Un importante sciopero del trasporto aereo è previsto per il 13 giugno, con potenziali disagi per circa 40.000 passeggeri di easyJet, a causa di cancellazioni e ritardi. Secondo le stime della piattaforma AirAdvisor, l’agitazione coinvolgerà equipaggi e personale di terra della compagnia aerea, con circa 500 voli programmati per quella giornata.
In base alle normative sui servizi minimi garantiti stabilite dall’Ente Nazionale per l’Aviazione Civile (Enac), solo un volo su cinque sarà operato al di fuori delle fasce orarie protette. Questo sciopero si verifica a pochi giorni dal voto sulla riforma del Regolamento Ue261 a Bruxelles, che offre protezione ai passeggeri in caso di negato imbarco, cancellazione o ritardo prolungato.

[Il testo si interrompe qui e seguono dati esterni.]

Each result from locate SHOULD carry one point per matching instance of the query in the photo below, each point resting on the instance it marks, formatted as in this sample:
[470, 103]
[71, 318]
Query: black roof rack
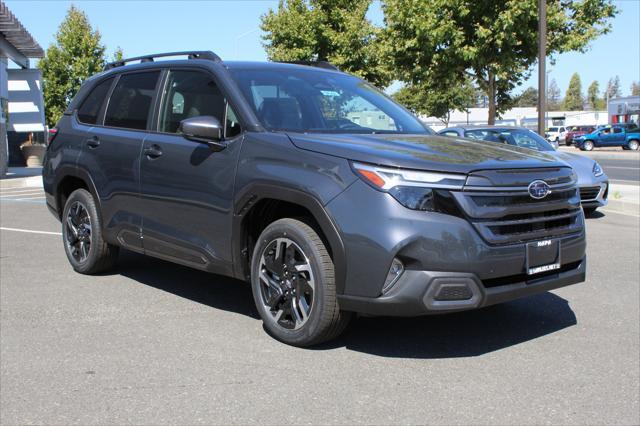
[318, 64]
[199, 54]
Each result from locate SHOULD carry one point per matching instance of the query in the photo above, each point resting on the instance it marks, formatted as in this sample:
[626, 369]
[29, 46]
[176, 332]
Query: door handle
[93, 142]
[153, 151]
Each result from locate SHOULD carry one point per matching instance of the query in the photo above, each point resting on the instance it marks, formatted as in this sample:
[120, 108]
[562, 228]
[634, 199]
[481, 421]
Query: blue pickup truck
[626, 136]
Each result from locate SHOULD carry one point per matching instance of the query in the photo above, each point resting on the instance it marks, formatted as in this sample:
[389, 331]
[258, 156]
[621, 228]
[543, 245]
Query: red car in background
[575, 131]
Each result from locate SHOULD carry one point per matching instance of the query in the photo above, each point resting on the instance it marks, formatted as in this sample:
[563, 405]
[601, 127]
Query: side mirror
[204, 129]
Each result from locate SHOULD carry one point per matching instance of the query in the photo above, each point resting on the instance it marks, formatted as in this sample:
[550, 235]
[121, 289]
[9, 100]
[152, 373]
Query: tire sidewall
[86, 199]
[279, 229]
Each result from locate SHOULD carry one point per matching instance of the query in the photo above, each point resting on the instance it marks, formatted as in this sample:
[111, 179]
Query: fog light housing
[395, 271]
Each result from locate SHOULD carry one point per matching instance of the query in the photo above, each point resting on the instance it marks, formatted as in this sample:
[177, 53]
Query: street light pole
[542, 58]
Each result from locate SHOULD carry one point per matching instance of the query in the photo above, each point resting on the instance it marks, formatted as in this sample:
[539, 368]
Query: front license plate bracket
[542, 256]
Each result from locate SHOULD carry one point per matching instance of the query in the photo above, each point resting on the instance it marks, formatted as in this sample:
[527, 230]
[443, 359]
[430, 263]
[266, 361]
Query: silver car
[593, 182]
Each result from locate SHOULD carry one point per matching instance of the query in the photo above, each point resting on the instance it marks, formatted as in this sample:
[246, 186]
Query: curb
[28, 182]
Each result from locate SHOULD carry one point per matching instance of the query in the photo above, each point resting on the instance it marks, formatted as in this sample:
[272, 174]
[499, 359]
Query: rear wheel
[87, 252]
[292, 279]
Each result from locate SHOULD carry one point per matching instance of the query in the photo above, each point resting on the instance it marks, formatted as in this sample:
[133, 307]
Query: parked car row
[626, 136]
[592, 180]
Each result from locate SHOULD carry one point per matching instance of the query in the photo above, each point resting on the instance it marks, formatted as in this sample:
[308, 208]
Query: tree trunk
[491, 94]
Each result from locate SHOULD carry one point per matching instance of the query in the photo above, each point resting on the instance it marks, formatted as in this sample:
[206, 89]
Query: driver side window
[189, 94]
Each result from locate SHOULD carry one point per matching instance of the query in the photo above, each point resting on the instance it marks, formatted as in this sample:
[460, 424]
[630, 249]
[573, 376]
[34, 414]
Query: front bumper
[428, 292]
[595, 194]
[438, 251]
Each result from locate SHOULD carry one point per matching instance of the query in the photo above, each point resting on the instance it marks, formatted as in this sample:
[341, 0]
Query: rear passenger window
[130, 103]
[88, 112]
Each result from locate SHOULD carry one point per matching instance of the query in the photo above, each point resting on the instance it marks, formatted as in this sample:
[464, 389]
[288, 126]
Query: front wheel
[293, 284]
[86, 250]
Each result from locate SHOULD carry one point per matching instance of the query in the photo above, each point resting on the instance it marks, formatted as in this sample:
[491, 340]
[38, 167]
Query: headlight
[597, 170]
[416, 190]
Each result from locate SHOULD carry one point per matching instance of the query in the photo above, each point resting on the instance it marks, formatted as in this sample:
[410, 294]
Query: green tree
[554, 96]
[573, 98]
[118, 55]
[437, 101]
[613, 87]
[337, 31]
[77, 54]
[593, 96]
[528, 98]
[495, 43]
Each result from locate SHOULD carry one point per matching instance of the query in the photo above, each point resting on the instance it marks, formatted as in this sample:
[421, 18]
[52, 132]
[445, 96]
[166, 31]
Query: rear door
[112, 155]
[186, 186]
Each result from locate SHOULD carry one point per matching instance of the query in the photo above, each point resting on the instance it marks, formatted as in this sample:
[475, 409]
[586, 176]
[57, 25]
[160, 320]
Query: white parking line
[35, 197]
[17, 194]
[29, 231]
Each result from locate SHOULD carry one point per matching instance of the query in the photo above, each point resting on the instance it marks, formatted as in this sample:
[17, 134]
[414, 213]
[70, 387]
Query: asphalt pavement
[156, 343]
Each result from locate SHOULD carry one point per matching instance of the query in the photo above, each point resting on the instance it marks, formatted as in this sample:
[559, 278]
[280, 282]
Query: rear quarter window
[92, 104]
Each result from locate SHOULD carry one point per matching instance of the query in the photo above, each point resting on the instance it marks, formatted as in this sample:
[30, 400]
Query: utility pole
[542, 59]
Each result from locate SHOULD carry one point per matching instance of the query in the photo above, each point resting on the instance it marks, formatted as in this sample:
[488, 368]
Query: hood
[582, 165]
[424, 152]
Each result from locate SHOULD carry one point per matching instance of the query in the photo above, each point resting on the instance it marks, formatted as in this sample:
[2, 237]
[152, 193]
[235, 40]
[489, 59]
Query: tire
[84, 246]
[282, 293]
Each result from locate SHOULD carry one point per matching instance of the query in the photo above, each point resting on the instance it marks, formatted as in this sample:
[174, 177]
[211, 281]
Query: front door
[112, 155]
[186, 186]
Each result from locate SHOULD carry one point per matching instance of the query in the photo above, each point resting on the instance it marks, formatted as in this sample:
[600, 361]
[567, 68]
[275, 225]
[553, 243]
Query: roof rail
[199, 54]
[318, 64]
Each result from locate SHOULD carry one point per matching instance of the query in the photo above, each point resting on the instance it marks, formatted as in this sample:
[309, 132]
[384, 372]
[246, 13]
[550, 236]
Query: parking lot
[159, 343]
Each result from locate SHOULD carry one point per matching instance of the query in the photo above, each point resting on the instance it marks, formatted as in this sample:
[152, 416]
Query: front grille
[589, 193]
[506, 214]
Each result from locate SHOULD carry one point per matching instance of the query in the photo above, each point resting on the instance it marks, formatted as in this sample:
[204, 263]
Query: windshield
[308, 100]
[522, 138]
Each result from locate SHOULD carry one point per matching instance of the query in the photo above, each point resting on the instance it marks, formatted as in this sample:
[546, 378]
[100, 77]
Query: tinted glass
[309, 100]
[88, 112]
[130, 103]
[190, 94]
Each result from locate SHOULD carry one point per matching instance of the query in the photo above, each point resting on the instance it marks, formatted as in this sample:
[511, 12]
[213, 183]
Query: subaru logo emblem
[539, 189]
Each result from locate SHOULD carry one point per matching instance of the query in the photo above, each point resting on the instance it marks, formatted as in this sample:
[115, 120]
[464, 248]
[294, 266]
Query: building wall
[525, 117]
[4, 99]
[26, 111]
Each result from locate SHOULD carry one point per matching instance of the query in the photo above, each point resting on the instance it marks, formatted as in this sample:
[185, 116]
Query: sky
[231, 29]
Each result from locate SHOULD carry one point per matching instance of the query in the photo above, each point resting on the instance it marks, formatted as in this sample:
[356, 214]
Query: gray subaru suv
[312, 185]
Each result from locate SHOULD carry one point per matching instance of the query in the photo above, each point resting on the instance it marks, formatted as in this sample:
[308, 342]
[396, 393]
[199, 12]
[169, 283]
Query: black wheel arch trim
[71, 171]
[252, 194]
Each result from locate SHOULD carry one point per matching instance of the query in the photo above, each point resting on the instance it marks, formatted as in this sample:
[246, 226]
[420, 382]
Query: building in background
[21, 104]
[624, 110]
[525, 117]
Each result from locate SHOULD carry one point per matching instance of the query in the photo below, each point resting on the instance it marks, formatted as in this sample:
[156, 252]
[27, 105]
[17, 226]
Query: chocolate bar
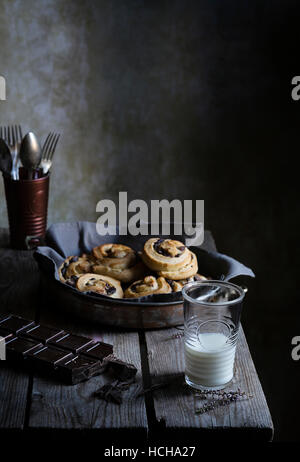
[71, 342]
[15, 324]
[72, 358]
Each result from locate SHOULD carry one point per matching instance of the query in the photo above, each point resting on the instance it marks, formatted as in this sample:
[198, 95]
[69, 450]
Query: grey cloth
[66, 239]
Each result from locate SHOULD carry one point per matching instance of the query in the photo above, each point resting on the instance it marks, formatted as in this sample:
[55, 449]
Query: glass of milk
[212, 312]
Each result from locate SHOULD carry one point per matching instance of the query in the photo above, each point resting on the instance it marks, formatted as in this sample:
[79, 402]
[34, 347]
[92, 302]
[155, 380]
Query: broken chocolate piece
[123, 371]
[110, 393]
[15, 324]
[98, 350]
[17, 348]
[71, 342]
[42, 333]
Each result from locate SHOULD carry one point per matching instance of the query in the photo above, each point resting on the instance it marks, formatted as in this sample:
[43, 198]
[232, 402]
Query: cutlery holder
[27, 203]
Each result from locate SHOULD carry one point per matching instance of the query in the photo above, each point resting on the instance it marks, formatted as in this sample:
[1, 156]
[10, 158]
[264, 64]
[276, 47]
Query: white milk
[210, 361]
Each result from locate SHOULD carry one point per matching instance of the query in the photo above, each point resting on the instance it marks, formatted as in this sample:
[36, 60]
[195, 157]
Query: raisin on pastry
[165, 254]
[103, 285]
[147, 286]
[118, 261]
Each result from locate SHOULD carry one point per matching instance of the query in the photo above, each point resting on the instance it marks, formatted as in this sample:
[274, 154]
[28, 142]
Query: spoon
[30, 153]
[5, 158]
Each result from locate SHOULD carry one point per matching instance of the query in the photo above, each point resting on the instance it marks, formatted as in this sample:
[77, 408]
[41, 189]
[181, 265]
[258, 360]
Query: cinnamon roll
[165, 254]
[73, 267]
[188, 270]
[147, 286]
[103, 285]
[118, 261]
[178, 285]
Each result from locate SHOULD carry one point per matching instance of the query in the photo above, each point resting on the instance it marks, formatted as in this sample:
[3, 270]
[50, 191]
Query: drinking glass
[212, 313]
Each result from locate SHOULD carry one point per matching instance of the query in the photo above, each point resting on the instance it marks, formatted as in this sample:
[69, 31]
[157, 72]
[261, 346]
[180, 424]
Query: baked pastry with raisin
[177, 286]
[118, 261]
[165, 254]
[188, 270]
[100, 284]
[73, 267]
[147, 286]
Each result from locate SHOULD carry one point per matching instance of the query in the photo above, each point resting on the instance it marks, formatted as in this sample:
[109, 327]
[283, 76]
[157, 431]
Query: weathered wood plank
[19, 281]
[175, 403]
[61, 407]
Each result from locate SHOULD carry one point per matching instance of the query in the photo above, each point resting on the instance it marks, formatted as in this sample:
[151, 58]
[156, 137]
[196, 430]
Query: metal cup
[27, 203]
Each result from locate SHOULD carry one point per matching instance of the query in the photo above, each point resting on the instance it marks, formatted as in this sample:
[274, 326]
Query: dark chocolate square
[49, 356]
[42, 333]
[77, 362]
[98, 350]
[17, 348]
[15, 324]
[71, 342]
[6, 334]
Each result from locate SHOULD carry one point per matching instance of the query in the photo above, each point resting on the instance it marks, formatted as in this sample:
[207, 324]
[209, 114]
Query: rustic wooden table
[30, 403]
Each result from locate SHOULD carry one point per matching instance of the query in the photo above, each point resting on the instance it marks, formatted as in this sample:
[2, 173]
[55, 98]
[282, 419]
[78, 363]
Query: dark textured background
[176, 99]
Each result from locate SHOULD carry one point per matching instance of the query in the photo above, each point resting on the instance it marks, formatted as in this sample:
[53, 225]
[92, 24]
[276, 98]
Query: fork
[48, 150]
[12, 135]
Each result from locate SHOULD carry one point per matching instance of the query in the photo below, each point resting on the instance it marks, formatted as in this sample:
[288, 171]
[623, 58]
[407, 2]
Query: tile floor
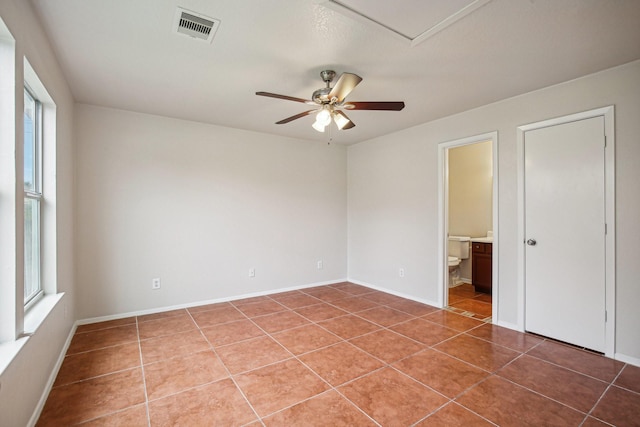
[463, 299]
[338, 355]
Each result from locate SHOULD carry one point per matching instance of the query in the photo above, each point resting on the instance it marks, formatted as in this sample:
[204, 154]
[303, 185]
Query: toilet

Fasce orarie di servizio minimo garantito
Per il 13 giugno, l’Enac ha stabilito che tutti i voli programmati devono essere operati tra le 07:00 e le 10:00 e tra le 18:00 e le 21:00. Al di fuori di queste fasce, solo il 20% dei voli previsti sarà effettuato, il che significa che circa 210 voli potrebbero essere cancellati. I voli sanitari, di emergenza, militari e quelli per garantire la continuità territoriale con le isole italiane sono esclusi da queste limitazioni.
In aggiunta, si prevedono ulteriori disagi negli aeroporti di Verona, Milano Linate e Cagliari, dove sono attese altre azioni di sciopero che coinvolgeranno il controllo del traffico aereo e i servizi aeroportuali. I passeggeri sono invitati a consultare l’elenco ufficiale dei voli garantiti pubblicato dall’Enac e a verificare lo stato del proprio volo direttamente con la compagnia prima di recarsi in aeroporto.
Diritti dei passeggeri e compensazioni
La possibilità di ricevere un risarcimento dipende dalla natura dello sciopero. Se coinvolge piloti e assistenti di volo della stessa compagnia, è considerato un’azione sindacale interna e non è classificato come “circostanza eccezionale” ai sensi del Regolamento Ue 261/2004. I passeggeri i cui voli vengono cancellati con meno di 14 giorni di preavviso o che arrivano a destinazione con un ritardo superiore a tre ore possono avere diritto a una compensazione pecuniaria, che varia in base alla distanza del volo.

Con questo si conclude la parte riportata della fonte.